A contest in pain and sacrifice was unfolding. German soldier Paul Hub wrote home on 23 October: ‘Maria, this sort of war is so unspeakably miserable. If only you saw a line of stretcher-bearers with their burdens, you’d know what I mean. I haven’t had a chance to shoot at all yet. We have to deal with an unseen enemy.’ Blast cost Hub the permanent loss of his hearing, and many of his comrades suffered worse fates. After being badly shot in the chest north of Ypres, a German NCO named Knauth wrote later that he was surprised to find himself thinking with relief, ‘Well, you will be spending Christmas at home.’ And still Falkenhayn’s offensive, and his men’s sufferings, continued. Sgt. Gustav Sack described his unit’s meagre rations in a letter to his wife Paula, written near Péronne on 26 October. At 7 a.m. they drank coffee or tea, indistinguishable from each other in texture. Late at night they received field-kitchen soup and ration bread. Instead of a continuous trench, men occupied foxholes in which they slept on straw. As for the war, ‘everything is quite, quite different and more insane than you could suppose possible … You don’t see anything, although the wicked enemy’ – this was his heavy humour – ‘is only 3–400m away, but you hear plenty.’ He added in another letter: ‘I am freezing!
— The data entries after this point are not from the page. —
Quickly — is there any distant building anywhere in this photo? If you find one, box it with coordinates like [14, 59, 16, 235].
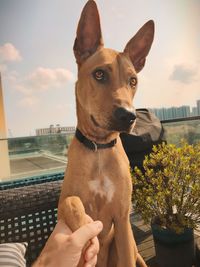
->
[151, 106, 190, 120]
[197, 100, 200, 116]
[150, 102, 200, 121]
[177, 106, 190, 118]
[191, 107, 198, 116]
[36, 125, 75, 136]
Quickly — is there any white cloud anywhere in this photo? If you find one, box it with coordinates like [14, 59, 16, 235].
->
[15, 84, 33, 96]
[136, 59, 200, 109]
[6, 67, 75, 110]
[27, 67, 75, 90]
[3, 70, 33, 96]
[0, 43, 22, 63]
[170, 64, 198, 84]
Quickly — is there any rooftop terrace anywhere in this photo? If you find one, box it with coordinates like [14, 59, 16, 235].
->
[0, 116, 200, 266]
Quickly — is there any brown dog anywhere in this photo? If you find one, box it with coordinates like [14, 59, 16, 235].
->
[58, 1, 154, 266]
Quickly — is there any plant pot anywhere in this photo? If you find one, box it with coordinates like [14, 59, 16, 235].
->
[196, 238, 200, 267]
[151, 223, 195, 267]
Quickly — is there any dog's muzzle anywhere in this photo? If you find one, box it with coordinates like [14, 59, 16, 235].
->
[110, 107, 136, 132]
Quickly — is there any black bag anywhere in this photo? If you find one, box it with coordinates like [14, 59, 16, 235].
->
[120, 108, 165, 171]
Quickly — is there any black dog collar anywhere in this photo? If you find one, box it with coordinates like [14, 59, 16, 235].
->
[75, 128, 117, 151]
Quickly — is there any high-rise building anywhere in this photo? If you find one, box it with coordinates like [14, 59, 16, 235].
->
[177, 106, 190, 118]
[191, 107, 198, 116]
[197, 100, 200, 116]
[151, 105, 191, 120]
[150, 101, 200, 120]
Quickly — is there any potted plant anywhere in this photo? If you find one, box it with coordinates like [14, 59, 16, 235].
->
[132, 141, 200, 267]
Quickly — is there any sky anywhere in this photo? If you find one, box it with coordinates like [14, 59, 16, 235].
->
[0, 0, 200, 137]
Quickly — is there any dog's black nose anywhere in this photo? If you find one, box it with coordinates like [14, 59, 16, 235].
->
[114, 107, 136, 126]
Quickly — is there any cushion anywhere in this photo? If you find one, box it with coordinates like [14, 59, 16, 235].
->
[0, 242, 27, 267]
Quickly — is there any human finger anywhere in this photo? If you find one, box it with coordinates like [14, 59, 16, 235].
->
[84, 236, 99, 261]
[84, 255, 97, 267]
[70, 221, 103, 248]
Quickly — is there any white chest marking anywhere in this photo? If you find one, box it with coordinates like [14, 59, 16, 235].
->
[88, 176, 115, 203]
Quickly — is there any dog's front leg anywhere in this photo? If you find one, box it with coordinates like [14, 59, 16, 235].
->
[114, 214, 138, 267]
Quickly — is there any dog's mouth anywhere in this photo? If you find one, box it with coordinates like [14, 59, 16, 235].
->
[108, 119, 136, 133]
[90, 114, 136, 133]
[109, 107, 136, 132]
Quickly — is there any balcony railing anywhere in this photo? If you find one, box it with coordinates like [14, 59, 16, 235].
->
[162, 115, 200, 145]
[0, 116, 200, 181]
[0, 133, 73, 181]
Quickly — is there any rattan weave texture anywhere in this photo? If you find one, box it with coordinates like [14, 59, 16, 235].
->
[0, 178, 63, 266]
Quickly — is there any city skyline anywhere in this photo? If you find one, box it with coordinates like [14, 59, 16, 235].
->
[0, 0, 200, 137]
[35, 99, 200, 137]
[4, 93, 200, 137]
[151, 99, 200, 121]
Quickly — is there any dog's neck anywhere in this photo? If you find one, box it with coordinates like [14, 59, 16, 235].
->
[76, 120, 119, 144]
[75, 128, 117, 151]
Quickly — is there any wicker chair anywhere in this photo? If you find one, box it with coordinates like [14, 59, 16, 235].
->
[0, 173, 64, 266]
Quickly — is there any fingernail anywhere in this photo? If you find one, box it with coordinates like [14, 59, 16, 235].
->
[94, 221, 103, 230]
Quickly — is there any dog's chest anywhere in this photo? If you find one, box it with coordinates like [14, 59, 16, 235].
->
[88, 176, 115, 203]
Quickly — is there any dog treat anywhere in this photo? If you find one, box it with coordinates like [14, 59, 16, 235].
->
[59, 196, 87, 231]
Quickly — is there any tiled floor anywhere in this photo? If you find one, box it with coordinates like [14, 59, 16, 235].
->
[9, 155, 66, 179]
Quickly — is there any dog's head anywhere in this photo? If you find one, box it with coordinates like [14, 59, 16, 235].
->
[74, 0, 154, 135]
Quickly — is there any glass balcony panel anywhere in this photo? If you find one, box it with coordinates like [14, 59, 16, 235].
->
[162, 116, 200, 146]
[0, 133, 73, 182]
[0, 116, 199, 182]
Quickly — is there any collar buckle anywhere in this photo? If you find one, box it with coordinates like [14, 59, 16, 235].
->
[92, 141, 98, 152]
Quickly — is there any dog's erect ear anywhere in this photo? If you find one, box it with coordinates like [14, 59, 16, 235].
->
[124, 20, 154, 73]
[74, 0, 103, 66]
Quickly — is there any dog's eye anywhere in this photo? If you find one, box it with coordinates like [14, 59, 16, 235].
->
[129, 77, 137, 88]
[93, 69, 106, 82]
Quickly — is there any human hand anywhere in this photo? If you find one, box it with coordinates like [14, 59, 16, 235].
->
[33, 218, 103, 267]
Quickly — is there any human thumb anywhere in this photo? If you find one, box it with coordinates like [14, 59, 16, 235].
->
[71, 221, 103, 248]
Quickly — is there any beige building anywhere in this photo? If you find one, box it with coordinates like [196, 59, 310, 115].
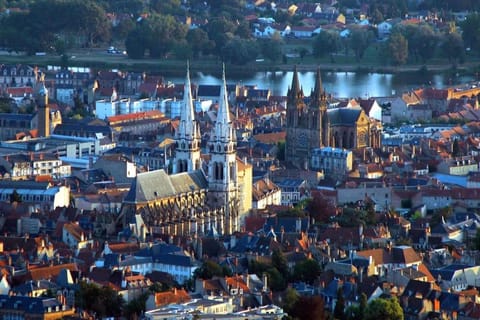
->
[437, 156, 478, 176]
[237, 158, 253, 227]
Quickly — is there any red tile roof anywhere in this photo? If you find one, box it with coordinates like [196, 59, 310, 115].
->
[154, 289, 191, 307]
[6, 87, 33, 96]
[108, 110, 165, 124]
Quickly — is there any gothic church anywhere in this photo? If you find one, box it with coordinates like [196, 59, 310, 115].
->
[285, 67, 381, 169]
[119, 66, 242, 237]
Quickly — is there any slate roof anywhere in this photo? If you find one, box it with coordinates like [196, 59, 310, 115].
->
[327, 108, 362, 126]
[197, 85, 221, 97]
[12, 279, 57, 295]
[430, 264, 471, 281]
[0, 295, 66, 314]
[135, 243, 182, 258]
[123, 169, 207, 203]
[134, 243, 195, 267]
[0, 113, 35, 121]
[402, 279, 433, 299]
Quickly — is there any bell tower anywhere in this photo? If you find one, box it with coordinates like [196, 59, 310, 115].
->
[34, 71, 50, 137]
[207, 65, 238, 235]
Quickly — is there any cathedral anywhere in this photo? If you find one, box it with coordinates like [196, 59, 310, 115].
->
[285, 67, 382, 169]
[119, 66, 246, 237]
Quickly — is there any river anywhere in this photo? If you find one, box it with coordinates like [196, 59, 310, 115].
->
[168, 70, 476, 98]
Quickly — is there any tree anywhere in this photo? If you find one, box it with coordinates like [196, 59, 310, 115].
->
[75, 281, 124, 318]
[298, 47, 308, 61]
[74, 1, 111, 46]
[292, 259, 321, 284]
[403, 24, 438, 63]
[266, 268, 287, 291]
[146, 14, 188, 58]
[235, 21, 253, 39]
[194, 260, 225, 279]
[388, 32, 408, 66]
[271, 249, 288, 276]
[205, 17, 237, 53]
[172, 40, 193, 60]
[151, 0, 182, 15]
[186, 28, 211, 59]
[306, 191, 336, 223]
[259, 38, 283, 63]
[124, 292, 148, 320]
[441, 32, 465, 66]
[460, 12, 480, 53]
[282, 287, 299, 315]
[112, 18, 135, 41]
[222, 38, 258, 65]
[125, 28, 147, 59]
[348, 27, 374, 62]
[473, 228, 480, 250]
[364, 297, 403, 320]
[334, 287, 346, 320]
[452, 139, 460, 157]
[345, 293, 367, 320]
[313, 30, 341, 59]
[290, 295, 326, 320]
[10, 190, 22, 203]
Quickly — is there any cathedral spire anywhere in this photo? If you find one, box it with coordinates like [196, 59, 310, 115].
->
[172, 62, 201, 174]
[181, 61, 196, 125]
[287, 65, 304, 106]
[310, 66, 326, 108]
[218, 63, 231, 126]
[212, 63, 235, 143]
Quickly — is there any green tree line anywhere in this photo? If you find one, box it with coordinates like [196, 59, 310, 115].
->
[1, 0, 480, 67]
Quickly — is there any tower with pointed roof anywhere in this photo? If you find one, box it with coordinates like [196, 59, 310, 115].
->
[34, 70, 50, 137]
[173, 64, 201, 174]
[207, 65, 239, 235]
[285, 67, 329, 168]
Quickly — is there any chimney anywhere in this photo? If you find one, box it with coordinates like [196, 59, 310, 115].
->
[262, 273, 268, 292]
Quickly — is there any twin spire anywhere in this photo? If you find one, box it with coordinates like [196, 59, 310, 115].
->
[177, 62, 235, 158]
[288, 66, 326, 108]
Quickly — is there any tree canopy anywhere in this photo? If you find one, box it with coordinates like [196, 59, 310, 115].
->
[364, 297, 404, 320]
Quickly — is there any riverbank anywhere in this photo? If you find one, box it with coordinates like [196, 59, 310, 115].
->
[1, 48, 479, 77]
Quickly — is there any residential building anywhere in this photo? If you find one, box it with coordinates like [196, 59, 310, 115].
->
[311, 147, 353, 176]
[437, 156, 478, 175]
[252, 178, 281, 210]
[0, 180, 70, 210]
[277, 178, 308, 206]
[0, 295, 74, 320]
[62, 222, 93, 250]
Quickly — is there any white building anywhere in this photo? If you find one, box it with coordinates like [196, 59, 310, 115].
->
[0, 181, 70, 210]
[277, 179, 308, 206]
[95, 98, 163, 119]
[252, 178, 281, 210]
[311, 147, 353, 176]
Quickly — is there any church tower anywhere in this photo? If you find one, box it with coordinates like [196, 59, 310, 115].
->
[34, 71, 50, 137]
[285, 66, 308, 167]
[309, 67, 329, 147]
[173, 64, 201, 173]
[286, 67, 330, 168]
[207, 65, 238, 235]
Tonight I am on outpost duty from seven to seven – the moon high, cotton-wool clouds, nice sunrise, partridges everywhere, everything very picturesque – but cold, cold, cold and hungry!’

Every British soldier now knew that the cessation of an enemy artillery bombardment signalled the onset of an infantry assault. Capt. Henry Dillon wrote to his parents of meeting a night attack on 24 October: ‘A great grey mass of humanity was charging, running for all God would let them straight on to us not 50 yards off – about as far as the summer-house to the coach-house … As I fired my rifle the rest all went off almost simultaneously. One saw the great mass of Germans quiver. In reality some fell, some fell over them, and others came on. I have never shot so much in such a short time … My right hand is one huge bruise from banging the bolt up and down … The firing died down and out of the darkness a great moan came. People with their arms and legs off trying to crawl away; others who could not move gasping out their last moments with the cold night wind biting into their broken bodies and the lurid red glare of a
farmhouse showing up clumps of grey devils killed by the men on my left further down. A weird, awful scene; some of them would raise themselves on one arm or crawl a little distance.’

Dillon was one of few men on either side who had sufficient emotion to spare to give a thought to those remote masters of mankind who had unleashed the slaughter: ‘Well, I suppose if there is a God, Emperor Bill will have to come to book some day. When one thinks of the misery of those wounded and later on wives, mothers and friends, and to think that this great battle where there may have been half a million on either side is only on a front of about 25 miles, and that this sort of thing is now going on on a front of nearly 400. To think that this man could have saved it all!’